Ginseng ist der Name einer ganzen Pflanzenfamilie. Nahrungsergänzungsmittel werden aus amerikanischem (Panax quinquefolius) oder asiatischem Ginseng (Panax ginseng) gewonnen, denn sibirischer Ginseng (Eleutherococcus senticosus) enthält nicht die Bestandteile der beiden anderen Formen, die man für die aktiven Wirkstoffe hält und als Nahrungsergänzung verwendet.
Ginsengwurzel kann frisch oder getrocknet, als Extrakt oder Lösung, in Form von Kapseln, Tabletten, Sodawasser und Tee eingenommen oder für Kosmetika verwendet werden. Die Wirkstoffe in amerikanischem Ginseng sind die Panaxoside (Saponinglykoside). Die Wirkstoffe in asiatischem Ginseng sind Ginsenoside (Triterpenoidglykoside).
Viele Ginsengprodukte enthalten wenige oder keine nachweisbaren Wirkstoffe. In sehr wenigen Fällen wurden einige Ginsengpräparate aus Asien gezielt mit Alraunwurzel gemischt, um Erbrechen auszulösen oder auch mit den Substanzen Phenylbutazon oder Aminopyrin. Diese Medikamente wurden in den USA wegen der erheblichen Nebenwirkungen vom Markt entfernt.
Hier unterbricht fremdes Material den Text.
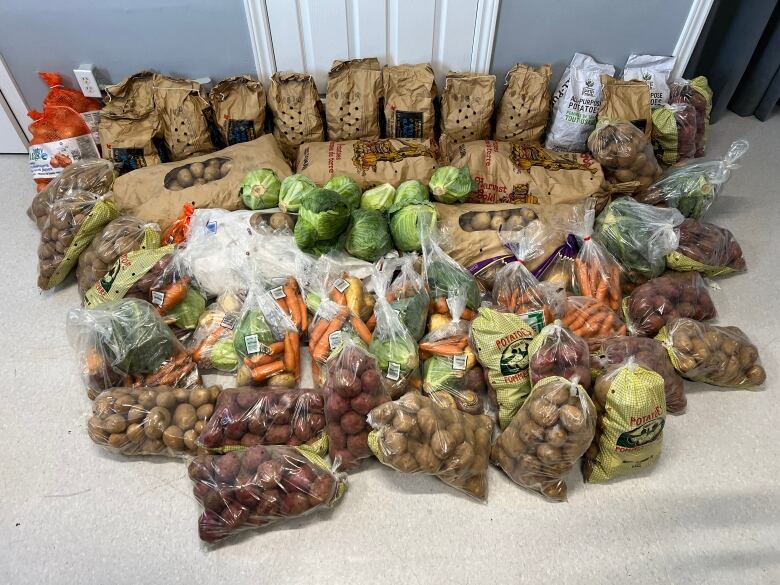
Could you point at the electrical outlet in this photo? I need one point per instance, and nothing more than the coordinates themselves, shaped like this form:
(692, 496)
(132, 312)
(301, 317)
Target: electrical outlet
(85, 75)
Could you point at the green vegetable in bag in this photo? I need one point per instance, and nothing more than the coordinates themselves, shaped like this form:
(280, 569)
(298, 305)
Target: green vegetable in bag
(260, 189)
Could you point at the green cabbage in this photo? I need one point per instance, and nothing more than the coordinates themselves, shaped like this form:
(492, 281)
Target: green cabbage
(368, 237)
(380, 198)
(347, 188)
(409, 192)
(260, 189)
(292, 190)
(451, 184)
(406, 223)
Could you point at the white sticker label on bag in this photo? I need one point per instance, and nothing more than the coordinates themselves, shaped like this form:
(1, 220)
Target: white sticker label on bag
(459, 362)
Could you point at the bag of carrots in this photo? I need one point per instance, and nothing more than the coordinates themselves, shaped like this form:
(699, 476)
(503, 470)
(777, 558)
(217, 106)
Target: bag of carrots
(451, 375)
(392, 345)
(516, 289)
(592, 319)
(596, 271)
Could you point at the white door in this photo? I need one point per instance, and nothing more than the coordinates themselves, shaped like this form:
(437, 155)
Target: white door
(307, 35)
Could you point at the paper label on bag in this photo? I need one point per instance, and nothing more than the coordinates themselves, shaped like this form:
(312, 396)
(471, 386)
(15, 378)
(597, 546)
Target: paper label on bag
(47, 160)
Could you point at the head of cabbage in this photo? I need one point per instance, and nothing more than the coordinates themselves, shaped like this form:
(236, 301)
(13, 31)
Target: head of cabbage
(292, 190)
(368, 237)
(260, 189)
(347, 188)
(379, 198)
(451, 184)
(407, 223)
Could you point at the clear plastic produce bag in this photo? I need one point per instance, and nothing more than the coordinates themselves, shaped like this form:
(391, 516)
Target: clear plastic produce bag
(547, 436)
(243, 490)
(416, 435)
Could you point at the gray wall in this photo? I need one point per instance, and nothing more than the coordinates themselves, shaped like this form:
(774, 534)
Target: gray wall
(551, 31)
(190, 38)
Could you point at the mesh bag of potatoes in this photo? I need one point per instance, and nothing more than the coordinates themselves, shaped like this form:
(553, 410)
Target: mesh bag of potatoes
(71, 224)
(151, 421)
(122, 235)
(624, 152)
(244, 490)
(547, 436)
(631, 406)
(722, 356)
(416, 435)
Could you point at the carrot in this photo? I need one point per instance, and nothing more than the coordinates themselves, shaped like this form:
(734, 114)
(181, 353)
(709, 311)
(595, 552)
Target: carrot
(361, 329)
(261, 373)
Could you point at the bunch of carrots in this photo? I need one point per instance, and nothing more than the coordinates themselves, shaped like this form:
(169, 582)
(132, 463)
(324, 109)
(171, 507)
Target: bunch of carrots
(592, 319)
(600, 281)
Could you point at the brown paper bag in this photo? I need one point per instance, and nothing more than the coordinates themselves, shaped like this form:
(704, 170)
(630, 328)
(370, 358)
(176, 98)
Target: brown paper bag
(157, 194)
(525, 106)
(508, 172)
(410, 91)
(627, 100)
(184, 114)
(296, 107)
(368, 162)
(129, 127)
(239, 109)
(353, 99)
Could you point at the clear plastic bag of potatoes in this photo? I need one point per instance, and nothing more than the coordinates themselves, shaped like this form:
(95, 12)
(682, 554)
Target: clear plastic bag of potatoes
(250, 489)
(706, 248)
(547, 436)
(71, 224)
(625, 153)
(120, 236)
(718, 355)
(93, 175)
(556, 351)
(648, 353)
(414, 434)
(692, 188)
(151, 421)
(273, 415)
(352, 387)
(673, 294)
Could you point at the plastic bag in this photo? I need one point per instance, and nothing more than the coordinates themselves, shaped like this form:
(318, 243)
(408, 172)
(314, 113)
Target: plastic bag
(275, 415)
(592, 319)
(653, 304)
(416, 435)
(118, 237)
(706, 248)
(126, 343)
(548, 435)
(692, 188)
(722, 356)
(501, 341)
(353, 386)
(72, 223)
(638, 235)
(648, 353)
(631, 409)
(556, 351)
(451, 375)
(94, 175)
(392, 345)
(597, 274)
(151, 421)
(241, 490)
(625, 153)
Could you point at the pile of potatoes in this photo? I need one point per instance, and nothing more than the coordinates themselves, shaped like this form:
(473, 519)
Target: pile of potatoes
(416, 435)
(152, 421)
(625, 153)
(552, 429)
(197, 173)
(723, 356)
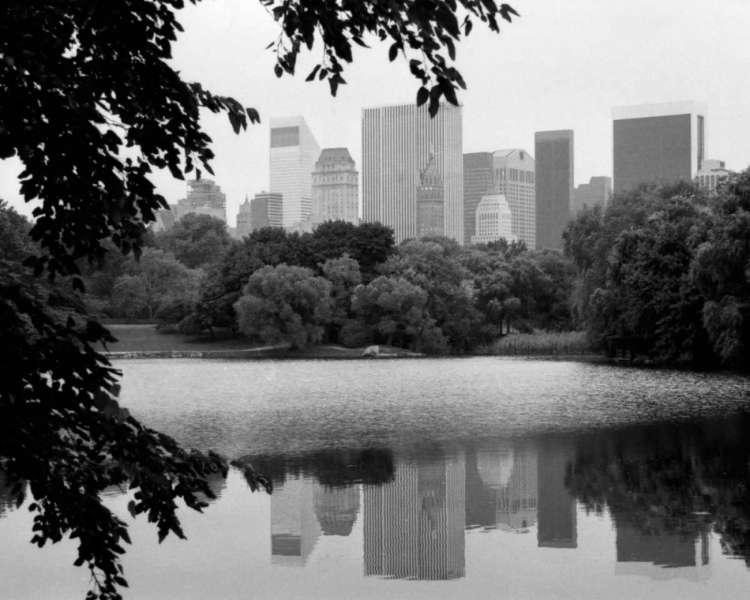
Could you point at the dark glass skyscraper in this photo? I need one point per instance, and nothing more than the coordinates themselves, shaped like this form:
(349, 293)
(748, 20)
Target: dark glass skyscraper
(657, 143)
(554, 185)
(Siehe auch Nahrungsergänzungsmittel im Überblick.)
Behauptungen
Man sagt, Ginseng könne das körperliche (wie auch das sexuelle) und geistige Leistungsvermögen steigern und adaptogen wirken bzw. die Anpassungsfähigkeit verbessern (d. h. durch stärkere Energie und Widerstandskraft gegenüber schädlichen Folgen von Stress und Alter). Ginseng soll auch den Plasma-Glukosespiegel senken und die HDL (high density lipoprotein)-, Hb (Hämoglobin)- und Proteinkonzentrationen erhöhen können, als Immunstimulans, Antikrebsmittel und Herztonikum wirken sowie endokrine, zentralnervöse und östrogene Wirkungen haben. Ein weiterer Anspruch sind mögliche, positive Auswirkungen auf die Immunfunktion.
Belege
Studien über Ginseng haben unterschiedliche Wirkungen und Einschränkungen gezeigt, darunter die folgenden:
Verbesserung der Immunfunktion durch Modulation entzündlicher Zytokine (1)
antikarzinogene Effekte (2)
Verringert den Blutzuckerspiegel (3)
Beweis der kognitiven Funktion (4)
Müdigkeit (5)
Eine systematische Überprüfung von 5 Studien (747 Probanden) ergab keinen Hinweis darauf, dass Ginseng die Häufigkeit oder Schwere von Erkältungen senkte, aber Ginseng verkürzte die Erkältungsdauer (6).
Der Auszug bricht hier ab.